The beads, at least, were only $1.99.

I’ve worn them on and off over the years, but I never really picked up the habit of using them as a spiritual focus. Maybe it’s because I’m not much of a mantra girl (note to self: awesome new superhero name). I can’t settle on just one idea and focus on it for very long — I’m the Queen of Lateral Thinking (2nd note to self: awesome new Nobilis character).

But my stomach had been tying itself in knots for days over the impending Troy Davis execution, and by the time I left work yesterday afternoon, I was well and truly sickened in heart and belly, on top of the upper respiratory thing that already had me at a disadvantage for air and sleep. So, desperately needing peace and acceptance, I fished my mala beads from the depths of my jewelry box with 75 minutes left before the scheduled time of death.

And, while I believe as an article of my faith that the focused will can change the unfolding of the universe, neither my will nor that of the hundreds of thousands watching and waiting last night stopped the killing of Troy Davis. This can’t be a hopeful, new-world story like the Repeal Day one, and in 12 minutes, I’m going to have to wake Connor and tell him that all the hope and doubt and logic and justice didn’t save a man’s life. I’m afraid of what little piece of him will disappear forever with those words.

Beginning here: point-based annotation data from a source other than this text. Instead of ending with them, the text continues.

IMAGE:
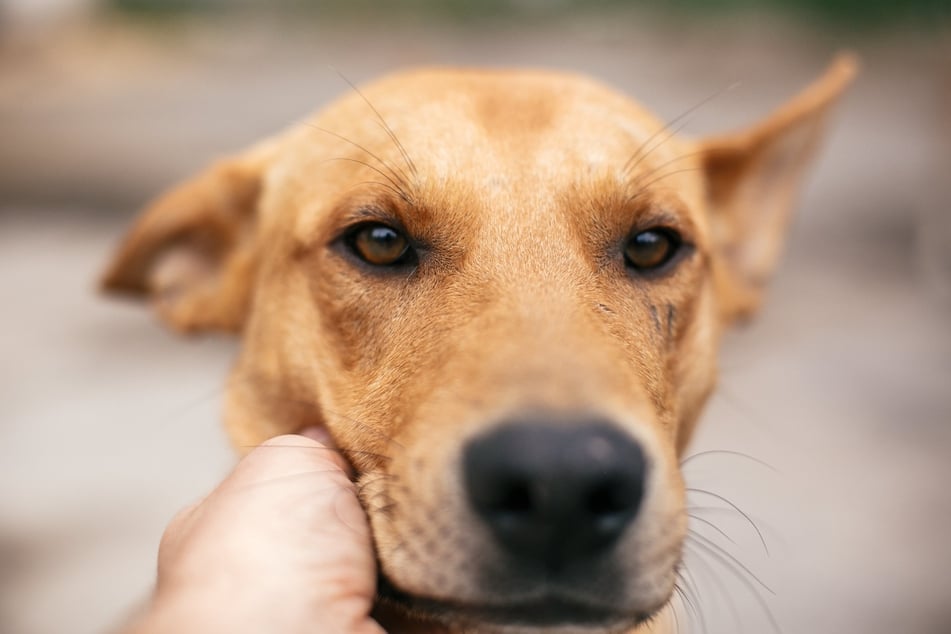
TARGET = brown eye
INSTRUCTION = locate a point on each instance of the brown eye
(379, 245)
(651, 249)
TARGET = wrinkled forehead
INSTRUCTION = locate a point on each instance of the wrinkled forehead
(505, 137)
(513, 124)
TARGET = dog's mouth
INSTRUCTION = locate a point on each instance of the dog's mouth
(545, 611)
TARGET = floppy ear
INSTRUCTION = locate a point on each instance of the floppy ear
(752, 181)
(192, 252)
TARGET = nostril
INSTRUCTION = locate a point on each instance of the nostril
(553, 495)
(609, 498)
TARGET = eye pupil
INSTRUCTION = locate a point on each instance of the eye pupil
(379, 245)
(650, 249)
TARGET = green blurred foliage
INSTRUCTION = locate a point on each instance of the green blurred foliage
(842, 12)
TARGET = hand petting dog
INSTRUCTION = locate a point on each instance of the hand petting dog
(280, 546)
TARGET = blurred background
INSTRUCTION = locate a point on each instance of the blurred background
(108, 424)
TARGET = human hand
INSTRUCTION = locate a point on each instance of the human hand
(281, 546)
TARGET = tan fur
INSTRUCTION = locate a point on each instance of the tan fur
(516, 183)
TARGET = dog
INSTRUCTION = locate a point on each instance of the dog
(502, 293)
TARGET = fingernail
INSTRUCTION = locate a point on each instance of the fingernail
(320, 434)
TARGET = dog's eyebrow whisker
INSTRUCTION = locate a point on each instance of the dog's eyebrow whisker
(658, 168)
(683, 119)
(399, 194)
(643, 188)
(397, 175)
(393, 184)
(386, 127)
(746, 516)
(399, 145)
(738, 574)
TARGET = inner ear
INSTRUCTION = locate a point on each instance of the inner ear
(192, 253)
(753, 178)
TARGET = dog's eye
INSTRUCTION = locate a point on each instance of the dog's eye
(651, 249)
(379, 244)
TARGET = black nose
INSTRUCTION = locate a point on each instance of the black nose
(555, 495)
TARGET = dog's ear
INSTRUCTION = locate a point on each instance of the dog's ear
(192, 252)
(752, 181)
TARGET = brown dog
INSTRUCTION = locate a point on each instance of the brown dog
(502, 293)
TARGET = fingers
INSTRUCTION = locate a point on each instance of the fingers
(283, 456)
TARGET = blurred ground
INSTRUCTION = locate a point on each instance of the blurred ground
(109, 424)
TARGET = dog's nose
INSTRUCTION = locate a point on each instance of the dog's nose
(555, 495)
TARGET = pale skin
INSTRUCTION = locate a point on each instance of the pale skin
(281, 545)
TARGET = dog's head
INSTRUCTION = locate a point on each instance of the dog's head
(502, 293)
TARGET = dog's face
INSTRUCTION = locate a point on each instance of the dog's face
(502, 294)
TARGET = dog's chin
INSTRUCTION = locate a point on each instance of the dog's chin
(548, 613)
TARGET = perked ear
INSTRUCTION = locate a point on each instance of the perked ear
(752, 181)
(192, 252)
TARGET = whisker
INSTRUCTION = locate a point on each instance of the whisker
(738, 510)
(721, 590)
(714, 548)
(642, 188)
(682, 118)
(396, 184)
(383, 123)
(745, 581)
(728, 452)
(397, 174)
(713, 526)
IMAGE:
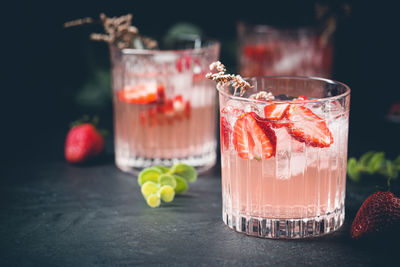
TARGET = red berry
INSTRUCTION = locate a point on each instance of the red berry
(183, 63)
(253, 137)
(379, 212)
(275, 111)
(301, 98)
(226, 130)
(188, 109)
(307, 127)
(83, 142)
(141, 94)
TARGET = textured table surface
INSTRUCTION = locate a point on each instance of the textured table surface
(62, 215)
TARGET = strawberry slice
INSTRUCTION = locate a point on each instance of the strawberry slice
(275, 111)
(183, 63)
(225, 133)
(188, 109)
(253, 137)
(301, 98)
(139, 94)
(307, 127)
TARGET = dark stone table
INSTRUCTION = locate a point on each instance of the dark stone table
(61, 215)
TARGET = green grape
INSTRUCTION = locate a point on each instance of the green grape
(167, 193)
(376, 162)
(162, 169)
(167, 179)
(149, 188)
(153, 200)
(185, 171)
(181, 185)
(353, 169)
(149, 174)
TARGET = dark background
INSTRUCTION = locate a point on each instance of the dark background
(60, 214)
(47, 65)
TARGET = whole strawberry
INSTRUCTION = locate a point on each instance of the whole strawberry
(378, 213)
(83, 142)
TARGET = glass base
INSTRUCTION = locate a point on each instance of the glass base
(202, 163)
(285, 228)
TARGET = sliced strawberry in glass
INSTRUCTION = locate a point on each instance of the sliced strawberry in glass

But I learned something about the practice of the beads as they clicked through my fingers steadily for over five hours last night. I didn’t stick to just one thought that whole time; in fact, it was the evolution of my focus that tells the story of the night better than any news report can.

When I first lit a candle and picked them up, I started whispering, “May you find peace,” and again, in the spirit of total honesty, I probably didn’t just mean Troy Davis. I meant the crowding protesters in Jackson GA and Washington DC and London. I even meant, judgmentally, the parole board that had voted 3-2 the day before to deny clemency, and the GA Supreme Court that had refused a stay of execution. But mostly, I meant my own roiling stomach and twisted heart.

At 15 minutes to 7.00pm Eastern, tears started falling, and I asked Griffin to come sit with me and snuggle. He knows when I need comfort, and he’s more at ease sitting with my grief without trying to fix it than I often am, so he just nestled into my side and started to play with the beads too. He asked what I was saying, and at that point, I realized the words had changed. Now it was simply, “I wish you peace,” and I was trying to speak directly to Troy. Griffin liked those words, and he liked the slide of the beads, so I held the string’s tension and we went back and forth, each saying the tiny prayer for a little while, as we waited for the news to tell us that a man was dead.

But the news didn’t come, and the TV networks faltered — those that were covering it, shamefully few — and so the click of my mouse on Twitter joined the click of the beads in my other hand as I waited for news. And the words changed again as the first messages of the delay came through: “Please stop this.” As it became apparent the US Supreme Court was considering a stay, they changed again: “You can stop this.”

They didn’t. Not couldn’t — didn’t. And the process reversed itself. I wished Troy Davis peace as the tears rolled down, until they announced his death. And I whispered, “May you find peace” as the media witnesses spoke and the analysis began and the verb tenses changed.

But my object had changed. I was wishing peace to the families, to the guards, to the lawyers, to the activists, to the witnesses.

I was wishing peace to those who had waited, those who had held their breath, those who had hoped for the hope and justice that our system almost never delivers.

I was wishing peace to those whose hearts hunger for something so deep and unnameable that they think the death of another human would quench it.

I was wishing peace for those who would sleep and get up and fight on, and those who would not find sleep that night, in the shadow of too much doubt.